Il medesimo dualismo scenico è riprodotto in chiave linguistica nel monologo della protagonista, in cui diverse e contrapposte aree semantiche si intrecciano: all’italiano si alterna un dialetto inequivocabilmente siciliano e colorito; alla cronaca nera, tinteggiata da una sottile e “rosa” ironia a fredde parole di morte (detriti, infarti, disgrazia, annegò, impiccarsi) succede un delicato lirismo poetico.
Il monologo di Dina Saltalanascita, è prova di una sensibilità e di uno sguardo sul mondo, che la analizza ma la travalica al contempo. «Il tufo della casa di fronte che il muratore chiama cantuni è più sgretolato di come era l’inverno passato. Accanto ai cantuni sta il muro crollato cinquant’anni fa. Il muro di cento anni fa è più alto degli altri. Dà dignità agli altri due, mostrando che non c’è disparità tra chi è crollato prima e dopo. Che ragionamento è abbattere l’unica cosa bella e completa, esistente tra i tanti punti edificati?», recita Dina.
La coscienza di un “mal comune” consente alla protagonista di aprire un fronte di denuncia sull’avanzata di un modello economico che mortifica lo sforzo proletario, calpestandone la dignità. Tuttavia, per farlo non adotta un registro convenzionale, ma fa ricorso ad un simbolismo ermetico. Gli elementi casalinghi e cantieristici quali cantuni,muro, bagno e cucina vengono personificati, divenendo un’estensione di coloro che ne creano le fondamenta (materiali e spirituali) e ne assistono, poi, alla distruzione.
La scenografia dello spettacolo
La contestazione è tristemente sorda su un piano di risonanza sociale, ma lapidaria e incisiva sul fronte letterario. Il pettegolezzo è lo strumento attraverso il quale si racconta un micro-universo dissestato, ma mai passivo. «Chiddu si maritau cu chidda» è l’incipit narrativo di storie popolari “innocue” ma che contengono riflessioni sovversive di genere. Il maschile e il femminile sono un’eterna e insanabile dicotomia, marcata ancor di più da stenti e indigenza.
Dina è una donna mascula, vergogna di un padre perché rinnega il suo sesso, piegata da un’asma bronchiale di origine materna, padrona di un corpo che ne è al contempo la sua forza ed il suo ostacolo. La “marxista” è una creatura extra-terrestre separata dal mondo - «Chi è distante dalla luna, tanto quanto è distante da me?» - eppure ne subisce gli effetti e ne auspica il cambiamento.
Aurora Falcone, attrice protagonista, veste elegantemente i panni di questo personaggio carismatico e poliedrico, dai connotati identitari volutamente indecifrabili, stanco ma vivo, arrabbiato ma brillante.
L’interprete, avvolta in un abito rosa che ne esalta le linee e la grazia, si muove con dimestichezza in uno spazio scenico circoscritto, scandendo con dizione perfetta la doppia voce della sua Dina e mantenendo alta la tensione drammatica dall’inizio alla fine.

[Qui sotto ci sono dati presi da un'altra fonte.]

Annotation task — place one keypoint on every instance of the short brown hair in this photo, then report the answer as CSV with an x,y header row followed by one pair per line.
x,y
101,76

La drammaturgia di Lina Prosa riconferma il suo taglio epico e originalissimo, fondendo straordinariamente estro e rigore intellettuale.
Il Centro universitario teatrale ha ospitato nei giorni scorsi l’incontro con l’autrice e la regista teatrale Lina Prosa per la presentazione dello spettacolo Marx esiste? in scena al Piccolo Teatro di Catania il 17 e il 18 novembre. L’evento è stato moderato dalla professoressa Simona Scattina, docente in “Discipline dello spettacolo” al Dipartimento di Scienze umanistiche dell’Università di Catania, e ha favorito uno scambio diretto tra l’autrice e il pubblico di giovani studenti presenti.